Magdalena (prowadzi firmę w Hiszpanii przez internet) – prowadzenie mojej firmy od zawsze wiązało się ze współpracą z biurem rachunkowym. Zdecydowałam się na firmę właśnie w tym kraju ponieważ mój partner jest Hiszpanem i chciał wrócić do swojego kraju. Z racji na specyfikę mojego zawody, który mogę wykonywać w dowolnym miejscu świata – nie był to dla mnie problem.

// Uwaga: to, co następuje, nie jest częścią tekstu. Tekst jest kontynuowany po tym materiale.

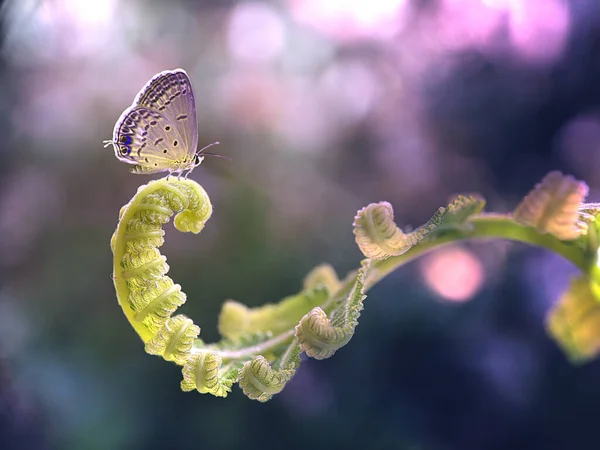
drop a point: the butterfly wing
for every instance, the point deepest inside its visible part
(170, 93)
(150, 140)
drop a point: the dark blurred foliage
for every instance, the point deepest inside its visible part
(323, 106)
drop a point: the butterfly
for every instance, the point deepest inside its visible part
(159, 131)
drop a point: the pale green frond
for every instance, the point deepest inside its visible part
(174, 340)
(321, 336)
(553, 206)
(574, 321)
(322, 275)
(203, 372)
(260, 380)
(377, 235)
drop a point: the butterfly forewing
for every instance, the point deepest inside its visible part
(149, 139)
(170, 93)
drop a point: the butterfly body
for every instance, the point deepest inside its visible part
(159, 131)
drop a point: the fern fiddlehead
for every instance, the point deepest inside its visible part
(261, 346)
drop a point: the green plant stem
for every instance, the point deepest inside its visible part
(482, 226)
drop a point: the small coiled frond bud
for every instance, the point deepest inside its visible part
(553, 206)
(174, 340)
(323, 275)
(575, 320)
(377, 235)
(318, 335)
(457, 213)
(202, 372)
(260, 381)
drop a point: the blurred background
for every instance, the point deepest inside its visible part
(323, 106)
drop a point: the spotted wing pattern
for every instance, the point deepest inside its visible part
(158, 132)
(148, 139)
(171, 94)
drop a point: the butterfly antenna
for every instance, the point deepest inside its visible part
(203, 153)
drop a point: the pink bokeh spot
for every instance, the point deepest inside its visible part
(539, 28)
(350, 19)
(453, 273)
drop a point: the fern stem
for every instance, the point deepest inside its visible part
(484, 226)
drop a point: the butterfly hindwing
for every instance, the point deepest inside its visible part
(170, 93)
(149, 139)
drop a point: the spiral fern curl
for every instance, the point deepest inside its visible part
(260, 347)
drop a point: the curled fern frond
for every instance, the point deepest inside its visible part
(575, 320)
(377, 235)
(318, 335)
(261, 346)
(149, 297)
(174, 340)
(323, 275)
(553, 206)
(202, 372)
(259, 380)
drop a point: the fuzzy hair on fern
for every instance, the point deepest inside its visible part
(260, 347)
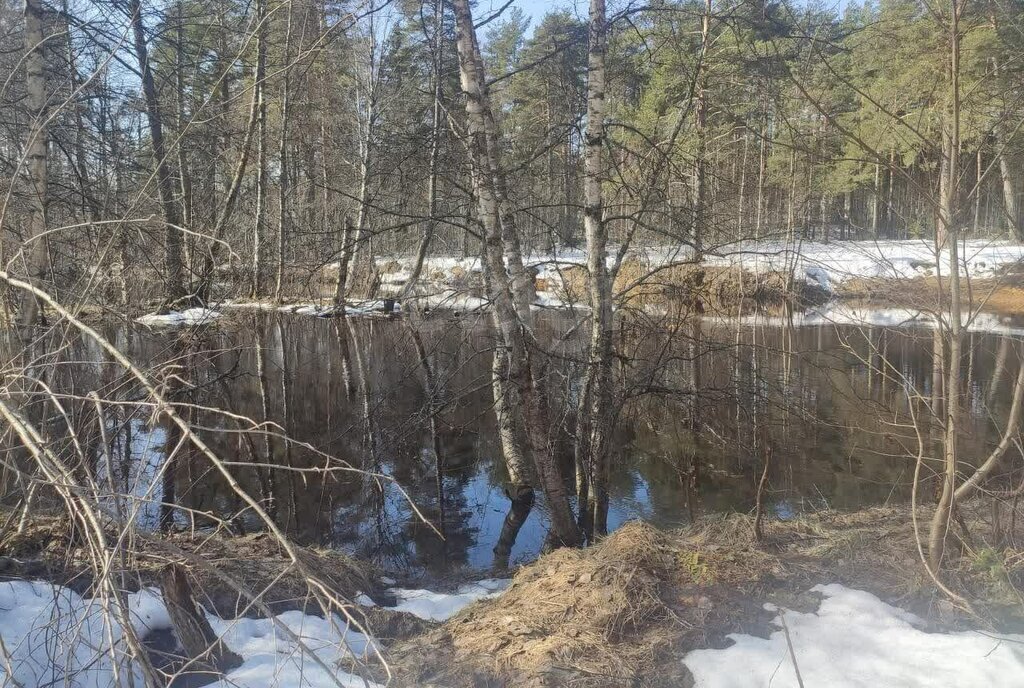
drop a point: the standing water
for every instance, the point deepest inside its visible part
(376, 436)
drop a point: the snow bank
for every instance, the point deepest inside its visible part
(824, 264)
(847, 314)
(439, 607)
(52, 636)
(830, 264)
(179, 317)
(857, 641)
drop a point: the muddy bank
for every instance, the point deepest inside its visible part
(623, 612)
(626, 611)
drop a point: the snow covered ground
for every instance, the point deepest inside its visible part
(839, 313)
(824, 264)
(854, 640)
(50, 636)
(179, 317)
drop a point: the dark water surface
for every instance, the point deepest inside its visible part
(411, 399)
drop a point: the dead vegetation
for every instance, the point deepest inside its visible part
(626, 611)
(225, 570)
(1003, 294)
(623, 612)
(706, 288)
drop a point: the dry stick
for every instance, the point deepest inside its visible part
(57, 476)
(759, 509)
(788, 644)
(315, 584)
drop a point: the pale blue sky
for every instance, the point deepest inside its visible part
(535, 8)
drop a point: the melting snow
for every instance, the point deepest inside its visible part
(857, 641)
(179, 317)
(439, 607)
(51, 636)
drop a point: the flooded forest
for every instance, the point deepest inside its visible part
(478, 343)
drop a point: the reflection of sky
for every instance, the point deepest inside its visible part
(143, 480)
(485, 507)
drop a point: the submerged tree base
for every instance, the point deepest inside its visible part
(626, 611)
(622, 612)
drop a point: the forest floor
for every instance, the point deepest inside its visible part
(626, 611)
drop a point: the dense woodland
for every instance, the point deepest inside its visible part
(161, 157)
(269, 139)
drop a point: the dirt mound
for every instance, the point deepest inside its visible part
(705, 288)
(597, 616)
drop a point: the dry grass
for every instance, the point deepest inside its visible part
(1003, 295)
(700, 287)
(47, 549)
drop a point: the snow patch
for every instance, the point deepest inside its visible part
(855, 640)
(179, 317)
(440, 607)
(52, 636)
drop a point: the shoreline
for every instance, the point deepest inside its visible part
(639, 599)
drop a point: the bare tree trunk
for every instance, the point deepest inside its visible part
(356, 260)
(227, 209)
(1009, 184)
(978, 175)
(261, 31)
(435, 126)
(948, 220)
(173, 280)
(700, 164)
(522, 366)
(599, 421)
(36, 163)
(183, 176)
(190, 627)
(875, 200)
(285, 188)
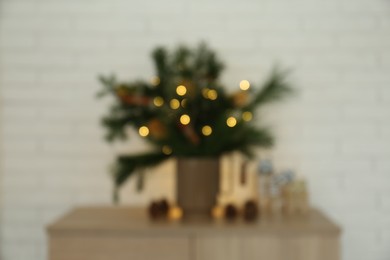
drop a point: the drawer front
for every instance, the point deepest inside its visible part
(98, 247)
(267, 248)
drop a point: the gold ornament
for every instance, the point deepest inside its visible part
(240, 98)
(143, 131)
(175, 213)
(218, 212)
(157, 129)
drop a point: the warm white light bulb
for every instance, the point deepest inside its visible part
(231, 121)
(185, 119)
(207, 130)
(181, 90)
(244, 85)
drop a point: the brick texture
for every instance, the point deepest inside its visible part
(335, 132)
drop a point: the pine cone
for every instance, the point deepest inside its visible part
(251, 210)
(231, 212)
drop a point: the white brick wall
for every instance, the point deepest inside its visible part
(336, 132)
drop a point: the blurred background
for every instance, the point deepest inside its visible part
(335, 132)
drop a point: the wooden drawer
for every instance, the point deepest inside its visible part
(308, 247)
(99, 247)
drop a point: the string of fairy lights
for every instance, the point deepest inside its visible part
(185, 119)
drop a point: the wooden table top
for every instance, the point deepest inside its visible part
(129, 220)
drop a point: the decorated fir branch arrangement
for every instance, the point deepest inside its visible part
(186, 112)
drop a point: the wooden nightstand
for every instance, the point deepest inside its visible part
(119, 233)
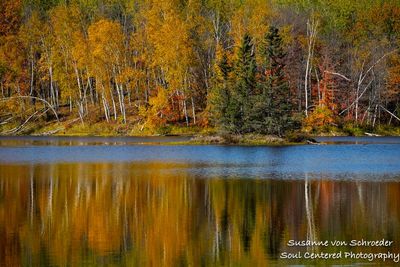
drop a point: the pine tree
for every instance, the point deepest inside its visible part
(244, 85)
(272, 108)
(219, 95)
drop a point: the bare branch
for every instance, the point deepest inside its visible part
(338, 74)
(36, 98)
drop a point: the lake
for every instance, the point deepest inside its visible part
(93, 201)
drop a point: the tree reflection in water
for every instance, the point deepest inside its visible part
(161, 214)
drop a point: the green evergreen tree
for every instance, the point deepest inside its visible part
(272, 108)
(219, 96)
(244, 85)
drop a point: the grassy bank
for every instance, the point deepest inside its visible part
(68, 126)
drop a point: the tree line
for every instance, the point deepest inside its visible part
(263, 66)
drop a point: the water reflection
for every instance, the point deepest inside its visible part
(140, 214)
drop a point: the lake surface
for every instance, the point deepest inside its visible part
(127, 202)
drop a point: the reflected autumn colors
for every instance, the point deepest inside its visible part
(139, 214)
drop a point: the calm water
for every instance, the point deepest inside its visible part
(124, 202)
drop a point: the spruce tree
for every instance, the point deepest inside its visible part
(219, 97)
(272, 108)
(244, 85)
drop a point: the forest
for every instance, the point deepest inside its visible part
(232, 66)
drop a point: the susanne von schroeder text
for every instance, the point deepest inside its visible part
(353, 243)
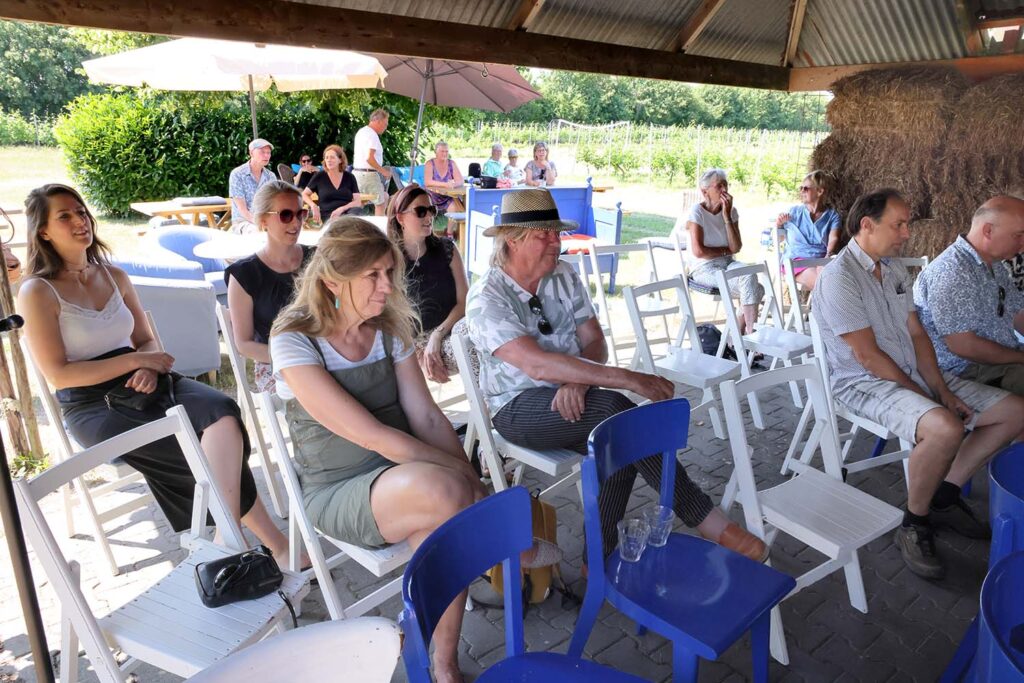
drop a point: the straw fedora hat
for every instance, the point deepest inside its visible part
(530, 208)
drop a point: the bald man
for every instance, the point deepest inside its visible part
(968, 302)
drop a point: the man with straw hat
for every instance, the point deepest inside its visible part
(543, 364)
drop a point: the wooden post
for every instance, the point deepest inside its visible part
(17, 410)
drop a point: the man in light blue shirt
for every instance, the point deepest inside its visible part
(969, 304)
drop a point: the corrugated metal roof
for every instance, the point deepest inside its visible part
(747, 31)
(855, 32)
(648, 24)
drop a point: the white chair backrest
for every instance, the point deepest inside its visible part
(797, 318)
(823, 432)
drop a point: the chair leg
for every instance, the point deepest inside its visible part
(585, 624)
(855, 583)
(684, 665)
(760, 634)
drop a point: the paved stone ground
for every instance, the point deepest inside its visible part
(908, 634)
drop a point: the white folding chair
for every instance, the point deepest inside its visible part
(249, 414)
(814, 507)
(559, 463)
(379, 562)
(772, 340)
(167, 626)
(651, 305)
(796, 317)
(857, 423)
(682, 364)
(367, 649)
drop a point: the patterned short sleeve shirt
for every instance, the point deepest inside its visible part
(497, 312)
(848, 298)
(958, 292)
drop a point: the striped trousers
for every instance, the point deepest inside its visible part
(528, 420)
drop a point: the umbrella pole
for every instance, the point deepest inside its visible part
(23, 574)
(419, 117)
(252, 107)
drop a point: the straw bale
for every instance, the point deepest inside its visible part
(916, 100)
(930, 237)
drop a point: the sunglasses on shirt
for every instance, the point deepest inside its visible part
(422, 211)
(288, 215)
(543, 326)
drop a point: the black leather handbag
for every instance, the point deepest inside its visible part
(243, 577)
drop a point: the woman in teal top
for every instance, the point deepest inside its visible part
(379, 462)
(812, 228)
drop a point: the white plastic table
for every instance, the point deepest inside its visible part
(231, 247)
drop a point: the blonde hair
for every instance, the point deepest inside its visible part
(349, 246)
(500, 256)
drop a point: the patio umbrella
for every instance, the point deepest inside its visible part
(480, 86)
(199, 63)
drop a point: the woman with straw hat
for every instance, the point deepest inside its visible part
(543, 366)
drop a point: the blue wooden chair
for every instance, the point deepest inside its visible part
(456, 554)
(693, 592)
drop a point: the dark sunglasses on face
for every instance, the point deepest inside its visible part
(543, 326)
(288, 215)
(422, 211)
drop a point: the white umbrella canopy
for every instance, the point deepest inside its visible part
(450, 83)
(199, 63)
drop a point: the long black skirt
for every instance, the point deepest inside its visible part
(161, 463)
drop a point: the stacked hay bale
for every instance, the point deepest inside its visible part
(888, 131)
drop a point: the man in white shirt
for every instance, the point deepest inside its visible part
(368, 160)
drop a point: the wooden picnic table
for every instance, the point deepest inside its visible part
(187, 214)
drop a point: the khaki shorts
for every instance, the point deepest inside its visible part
(899, 410)
(370, 182)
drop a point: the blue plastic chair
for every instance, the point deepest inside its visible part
(1006, 512)
(457, 553)
(698, 595)
(1000, 650)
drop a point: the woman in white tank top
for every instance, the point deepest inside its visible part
(88, 334)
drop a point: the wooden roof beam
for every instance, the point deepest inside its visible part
(525, 14)
(808, 79)
(288, 23)
(695, 25)
(967, 20)
(796, 26)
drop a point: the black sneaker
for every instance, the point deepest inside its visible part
(961, 518)
(916, 544)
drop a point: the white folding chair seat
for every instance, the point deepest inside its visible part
(167, 626)
(127, 485)
(814, 507)
(380, 561)
(249, 414)
(772, 340)
(560, 463)
(681, 365)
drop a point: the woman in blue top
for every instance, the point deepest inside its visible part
(812, 227)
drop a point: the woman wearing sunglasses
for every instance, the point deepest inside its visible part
(259, 286)
(435, 279)
(812, 227)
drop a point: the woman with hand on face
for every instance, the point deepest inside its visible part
(435, 280)
(89, 336)
(812, 227)
(259, 286)
(379, 462)
(337, 191)
(714, 241)
(540, 171)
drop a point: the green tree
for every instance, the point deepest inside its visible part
(40, 68)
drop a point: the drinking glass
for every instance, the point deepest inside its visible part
(659, 520)
(632, 539)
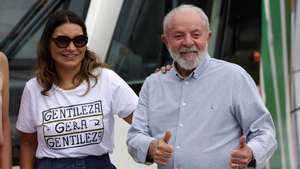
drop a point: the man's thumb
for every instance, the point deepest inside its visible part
(243, 141)
(167, 136)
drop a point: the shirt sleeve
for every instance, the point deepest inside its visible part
(255, 120)
(25, 118)
(124, 98)
(139, 139)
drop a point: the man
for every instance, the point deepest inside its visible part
(203, 113)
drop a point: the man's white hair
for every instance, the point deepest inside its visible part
(204, 18)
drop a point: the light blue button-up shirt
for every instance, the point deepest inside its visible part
(206, 113)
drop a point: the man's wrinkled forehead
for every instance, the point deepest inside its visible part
(181, 16)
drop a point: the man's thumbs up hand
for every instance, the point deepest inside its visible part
(167, 136)
(241, 156)
(243, 141)
(160, 150)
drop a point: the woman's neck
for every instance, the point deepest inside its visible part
(66, 78)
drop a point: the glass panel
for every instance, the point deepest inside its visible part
(136, 47)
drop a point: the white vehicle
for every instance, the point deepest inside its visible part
(126, 35)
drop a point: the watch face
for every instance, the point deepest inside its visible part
(252, 162)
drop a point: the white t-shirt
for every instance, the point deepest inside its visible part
(71, 124)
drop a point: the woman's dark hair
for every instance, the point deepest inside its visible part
(45, 69)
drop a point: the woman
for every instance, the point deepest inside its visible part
(5, 130)
(66, 113)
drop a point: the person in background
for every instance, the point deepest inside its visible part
(66, 116)
(5, 129)
(204, 112)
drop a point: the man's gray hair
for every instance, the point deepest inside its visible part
(204, 18)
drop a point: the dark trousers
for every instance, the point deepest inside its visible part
(89, 162)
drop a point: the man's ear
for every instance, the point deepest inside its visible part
(164, 39)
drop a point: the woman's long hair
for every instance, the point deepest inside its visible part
(45, 69)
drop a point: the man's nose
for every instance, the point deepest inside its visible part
(188, 41)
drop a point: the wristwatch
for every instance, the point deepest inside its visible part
(252, 162)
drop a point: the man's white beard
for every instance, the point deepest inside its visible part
(188, 65)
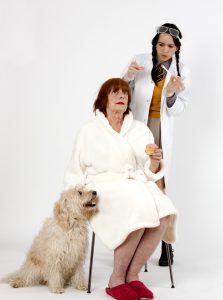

Okazało się jednak, że kwestie takie jak założenie firmy w Hiszpanii, prowadzenie księgowości, prawidłowo naliczony podatek dochodowy w Hiszpanii, to wszystko wymagało pomocy specjalistów znających się na rzeczy. Choć mój ukochany jest Hiszpanem to jednak kwestie takie jak podatek dochodowy w Hiszpanii, czy wszelkiego typu inne zagadnienia księgowe wolałam omawiać z kimś kto mówi po polsku, abym miała pewność, że dobrze wszystko rozumiem. Na szczęście udało mi się znaleźć biuro specjalizujące się w obsłudze firmy założonych w Hiszpanii, ale mających polskich właścicieli. To ich doradztwo podatkowe (https://biuroksiegowewhiszpanii.pl/) sprawiło, że moja firma bardzo dobrze sobie radzi i na polskim i na hiszpańskim rynku.

 

Władysław (prowadzi przedsiębiorstwo budowlane i sklep internetowy) moja firma działa na rynku już ponad 35 lat, zaczynałem jeszcze za czasów komuny. Potem były złote lata 90, a teraz prowadzenie biznesu znacznie się ustabilizowało. Najciekawszy był czas lat 90, wtedy wszystko stało na głowie, ale też dużo było wolno. Teraz każdy ruch jest bardziej kontrolowany, trzeba też solidnie dbać o wszystkie księgi i dokumenty. W moim przypadku doradca podatkowy pomógł mi znaleźć takie ulgi i odliczenia, które w znaczący sposób obniżyły podatki mojej firmy. Tak jak mówiłem, prowadzę firmę już długo, zawsze rozliczała nas księgowa, która jest z nami od początku. Potem ona poszła na emeryturę, a ja szukałem nowej księgowej. Moja wnuczka zasugerowała, że jej zdaniem możemy płacić mniejsze podatki, ale trzeba się w tym zorientować. Poszukałem, więc ludzi, którzy zajmują się takim doradztwem i okazało się, że faktycznie – podatki mogą być dla mojej firmy znacznie niższe. Pani Jadzia była dobrym pracownikiem, ale widać, że od jakiegoś czasu już nie orientowała się w tych sprawach.

 

Helena (prowadzi działalność usługową ecommerce): mnie doradca podatkowy przydał się, gdy urząd skarbowy kazał mi zapłacić ponad 20 000 złoty podatku od czynności cywilnoprawnych. Sytuacja wyglądała tak, że kupiłam budynek i działkę pod działalność firmy. Budynek był w strasznym stanie, a działka za miastem, zapłaciłam niewiele, zwłaszcza że kupowałam to od kuzynki. Po czterech latach dostałam od Urzędu Skarbowego nakaz płatności na kwotę 20 000 zł, bo rzeczoznawca wycenił moją nieruchomość o wiele wyżej. Poszłam więc do doradcy podatkowego, bo to był pierwszy obok prawnika pomysł na jaki wpadłam. Doradca wytłumaczył mi, że powinnam była zapłacić podatek w wyższej wysokości – takiej jak faktyczna rynkowa cena nieruchomości. A teraz miałam też uregulować czteroletnie odsetki od tej kwoty. Wszystko skończyło się skargą do Sądu Administracyjnego, które zmniejszył znacząco tą sumę, ale stresu było przy tym bardzo dużo.